Machine Learning Tutorial Part III
One of the most important aspects of machine learning is choosing the best model. The easiest way to pick among a list of models is to make each model instance a member of a list of models. Then, you can iterate through that list and score each model with sklearn’s cross validation.
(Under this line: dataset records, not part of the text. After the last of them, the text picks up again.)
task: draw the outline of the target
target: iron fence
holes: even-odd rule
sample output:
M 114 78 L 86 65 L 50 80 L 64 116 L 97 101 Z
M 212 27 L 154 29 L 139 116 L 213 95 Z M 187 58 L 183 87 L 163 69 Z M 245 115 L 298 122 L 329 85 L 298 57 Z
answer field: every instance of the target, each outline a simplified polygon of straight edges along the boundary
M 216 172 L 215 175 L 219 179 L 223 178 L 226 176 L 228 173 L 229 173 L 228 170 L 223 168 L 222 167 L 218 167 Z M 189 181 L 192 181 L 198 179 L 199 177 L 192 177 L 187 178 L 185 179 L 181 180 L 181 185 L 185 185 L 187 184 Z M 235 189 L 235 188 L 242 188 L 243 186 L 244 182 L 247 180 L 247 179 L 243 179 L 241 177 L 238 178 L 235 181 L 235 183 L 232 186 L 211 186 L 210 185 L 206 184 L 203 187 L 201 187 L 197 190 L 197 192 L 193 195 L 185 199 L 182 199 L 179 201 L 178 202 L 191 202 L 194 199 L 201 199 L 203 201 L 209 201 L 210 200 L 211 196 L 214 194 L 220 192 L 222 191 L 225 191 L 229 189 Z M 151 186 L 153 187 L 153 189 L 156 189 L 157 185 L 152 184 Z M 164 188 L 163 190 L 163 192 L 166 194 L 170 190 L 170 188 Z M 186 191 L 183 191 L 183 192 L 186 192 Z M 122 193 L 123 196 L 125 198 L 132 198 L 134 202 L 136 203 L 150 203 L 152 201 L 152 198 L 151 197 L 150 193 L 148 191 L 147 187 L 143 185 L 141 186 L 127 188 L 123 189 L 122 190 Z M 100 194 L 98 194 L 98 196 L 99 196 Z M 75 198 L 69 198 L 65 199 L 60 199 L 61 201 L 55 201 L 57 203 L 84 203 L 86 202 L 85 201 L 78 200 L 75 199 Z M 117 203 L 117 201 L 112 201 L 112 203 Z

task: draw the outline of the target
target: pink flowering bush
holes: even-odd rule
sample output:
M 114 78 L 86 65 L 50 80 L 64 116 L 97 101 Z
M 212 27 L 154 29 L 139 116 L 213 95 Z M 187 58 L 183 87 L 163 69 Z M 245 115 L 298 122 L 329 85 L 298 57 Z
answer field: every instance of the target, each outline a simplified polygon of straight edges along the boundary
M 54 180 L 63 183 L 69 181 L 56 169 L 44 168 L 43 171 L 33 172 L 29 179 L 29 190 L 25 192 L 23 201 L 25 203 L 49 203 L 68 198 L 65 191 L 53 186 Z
A model that makes predictions about a continuous variable should use some form of regression. Make a list of regression models including, LinearRegression and Lasso, among others. I like to import the models explicitly.
Sklearn Imports
from sklearn.linear_model import LinearRegression, Lasso
from sklearn.neighbors import KNeighborsRegressor
from sklearn.tree import DecisionTreeRegressor
from sklearn.ensemble import RandomForestRegressor
from sklearn.model_selection import cross_val_score
from sklearn.metrics import mean_squared_error
Lists of models need to have parenthesis after each model form to make the model callable. The model names must be capitalized the same way as the imported model names are. On the other hand, svm is lowercase while the SVR afterwards is capitalized.
models=[LinearRegression(),
Lasso(),
KNeighborsRegressor(),
DecisionTreeRegressor(),
RandomForestRegressor(),
svm.SVR()]
You can include other regression models in your list.
You will need to iterate through the list and cross-validate each model. So, you will need the following imports:
Iterating through a List of Models
for model in models:
model.fit(X_train, y_train)
scores = cross_val_score(model, X_train, y_train, cv=5)
print(scores)
scores_average = (sum(scores))/(len(scores))
print(scores_average)
In this case, cross-validation scores three different samples from the training set. Then, these commands take the average of all the scores for each model. The highest score is the best model. Average cross validation score is essentially a measure of the model’s accuracy.
[0.72134382 0.64887794 0.64134845 0.73704719 0.69361211]
0.6884459020996234
[0.72080033 0.64867155 0.64122091 0.73734226 0.69418965]
0.6884449406141131
[0.6917036 0.68284428 0.6543305 0.69444274 0.62876118]
0.6704164584529726
[0.6299635 0.65569718 0.57855542 0.65335421 0.51849398]
0.6072128576624796
[0.78912277 0.73661326 0.77499172 0.73509623 0.74291208]
0.7557472125735771
[-0.02066103 -0.00848656 0.00480716 -0.06634662 0.00565757]
-0.017005895408616568
According to the training set’s cross-validation scores, RandomForestRegressor appears to be the best model.
Now, you will need to test the model predictions based on the testing set. Finally, as you need to print the score for each model.
for model in models:
model.fit(X_train, y_train)
y_pred=model.predict(X_test)
print(model.score(X_test, y_test),
mean_squared_error(y_test, y_pred))
You will most likely, find that the same model makes the best prediction, has the highest score, and has the lowest mean squared error. However, because statistics and machine learning are both based on probability, there is a small chance of coming up with a different result.